US Stem Cell Clinic quickly submitted a response to FDA, which it has also posted on its website, and which challenges the legal basis for Agency action against “a patient’s own body tissue.” We will continue to monitor this case to see whether it progresses into a Federal judicial review of FDA’s approach to regulating HCT/Ps.
Finally, as we previously reported, the December 2016 bipartisan 21st Century Cures Act (“Cures Act”) included a new accelerated approval pathway for regenerative medicine products. FDA has begun implementing the Cures Act provisions under its Regenerative Medicine Advanced Therapy (RMAT) Designation program. Commissioner Gottlieb’s recent statement also emphasized the relationship between realizing the promise of the Cures Act’s RMAT Designation Program and the need to effectively police the growing marketplace of unproven “stem cell treatments.” His strongly worded August 28th statement ended with the following:
We must put in place the framework to separate the promising treatments from those products that pose significant risks or offer patients little to no chance of benefit. We will also continue to take steps to keep those who would exploit this promising area from harming patients and abusing the public’s trust.
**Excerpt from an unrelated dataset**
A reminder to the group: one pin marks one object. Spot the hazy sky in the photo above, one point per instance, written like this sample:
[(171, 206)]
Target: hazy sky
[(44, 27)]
We can’t let a small number of unscrupulous actors poison the well for the good science that holds the promise of changing the contours of human illness and altering the trajectory of medicine and science.
We are hopeful that the Agency will follow these words with consistent enforcement actions (especially given how many hundreds of self-named “stem cell clinics” currently operate in the U.S.), in order to enhance regulatory certainty and encourage investment in legitimate business enterprises. The House Energy and Commerce Committee has already confirmed that it will soon be examining the potential effect of unproven stem cell therapies on the broader regenerative medicine field, as part of its oversight of Cures Act implementation more generally. Of course, we will keep our readers posted on important developments regarding these issues.